Dejo el libro, dices. Toma el libro te digo, tú no puedes dejarlo. No lo abandones porque hay que escribir, ver, conversar, acaramelar (mira que palabra más linda) hay mucho que abundar porque eres copioso, encebollar, hombrear, imaginar, sumar. ENCONTRAR o iniciar esta carta que tal vez nunca te envíe.
No sé qué
decir por timidez intelectual pero lo sé en el corazón. Lo que no sé es
cómo.
También sé que lo importante irá entre líneas porque los textos son más que ellos mismos.

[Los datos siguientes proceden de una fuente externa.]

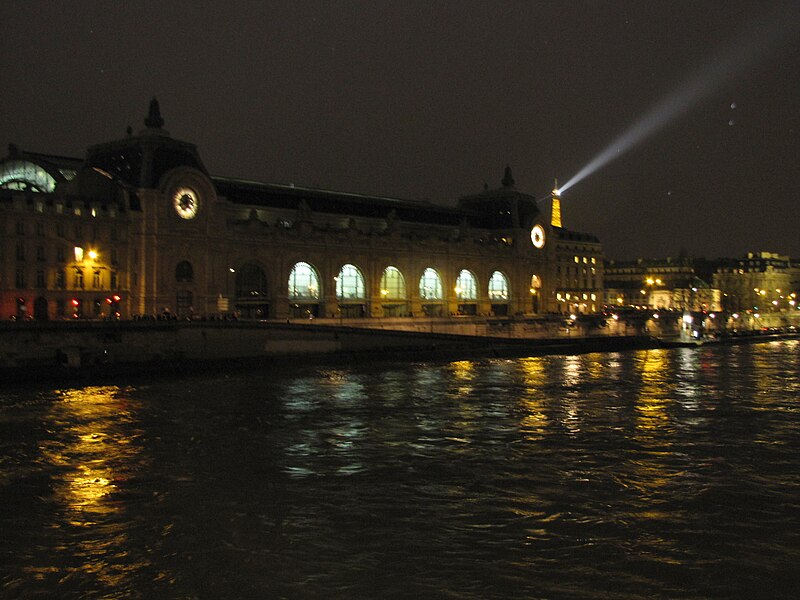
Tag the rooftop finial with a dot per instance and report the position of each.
(154, 118)
(508, 180)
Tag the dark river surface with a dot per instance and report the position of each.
(643, 474)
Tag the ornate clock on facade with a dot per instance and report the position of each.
(186, 202)
(537, 236)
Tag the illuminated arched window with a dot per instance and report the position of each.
(251, 282)
(25, 175)
(303, 282)
(350, 284)
(430, 285)
(184, 272)
(393, 284)
(498, 287)
(466, 286)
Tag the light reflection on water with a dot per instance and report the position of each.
(660, 473)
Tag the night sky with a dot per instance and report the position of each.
(432, 99)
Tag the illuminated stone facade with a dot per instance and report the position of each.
(140, 228)
(760, 282)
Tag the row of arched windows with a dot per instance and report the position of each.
(304, 284)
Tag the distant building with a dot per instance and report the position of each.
(139, 227)
(670, 284)
(760, 282)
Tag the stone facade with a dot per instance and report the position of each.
(140, 228)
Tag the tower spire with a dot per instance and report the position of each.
(154, 119)
(555, 207)
(508, 179)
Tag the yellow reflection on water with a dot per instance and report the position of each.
(534, 421)
(653, 391)
(91, 443)
(463, 372)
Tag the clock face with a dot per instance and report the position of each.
(186, 203)
(537, 236)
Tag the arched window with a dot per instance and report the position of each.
(25, 175)
(466, 286)
(393, 284)
(430, 285)
(303, 282)
(184, 272)
(498, 287)
(350, 284)
(183, 303)
(251, 282)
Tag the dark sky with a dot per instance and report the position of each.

También sé que lo importante irá entre líneas porque los textos son más que ellos mismos.
He leído
tus versos de dolor y nada se me ocurre. Nada. No por vacío sino por exceso.

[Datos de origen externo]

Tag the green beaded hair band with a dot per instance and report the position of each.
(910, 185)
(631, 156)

Todo es inmensidad cuando cierras los ojos. Allí estará al solo llamado, el vacío. Está. Está todo lo incompleto y quien falta es el mayor vacío. Podrá ser solo una parte de uno, incluso pequeña, pero de una inmensidad que solo conoce quien lo tiene
Estamos llenos
de sentimientos y el más intenso es el sentimiento del dolor y el sentimiento
del vacío es peor.
Tú sabes
que tengo amistades profundas y en nuestras conversaciones no sé explicar
inteligentemente por qué siento agobio y rubor, cuando me enrostran mi presunta
felicidad y se atreven a enumeran los hitos de la presunta. Seguramente se
refiere al tercero que soy, pero no al
que sufre ahora contigo como una pálida sombra de tu dolor. Dolor que reconozco
en mis pérdidas y ausencias. Incluso en lo que perderé mañana.
Todos los
días suceden cosas en el mundo que no se explican. Todos los días hablamos
cosas que se olvidan, pero nunca se van al secreto del olvido los nuestros frutos joviales. Dios quiera que yo también sea un fruto.
Nos
preguntamos dónde está el dios al que quisiera culpar, rezarle y llorarle por
los crímenes no cometidos, por las
culpas impensables y llorar con lágrimas calientes de esas que arden dentro del
corazón, a la estatura de dios, a la verdadera estatura del dolor. Vaciarme es lo que quisiera, del vacío.
La vida de
los que amamos nos infiltra las bodegas
del alma sin que nos demos cuenta, desde la misma infancia, desde el
trabajo, los hijos, el matrimonio. Nadie llora específicamente la pérdida de la infancia o de un amor. Se llora por un todo acumulado - casi
anónimo y lejano - cuando nos traspasa
la fuga del tiempo. No hasta que se acaban las lágrimas, sino hasta que uno se vacia, hasta ser otro; uno nuevo.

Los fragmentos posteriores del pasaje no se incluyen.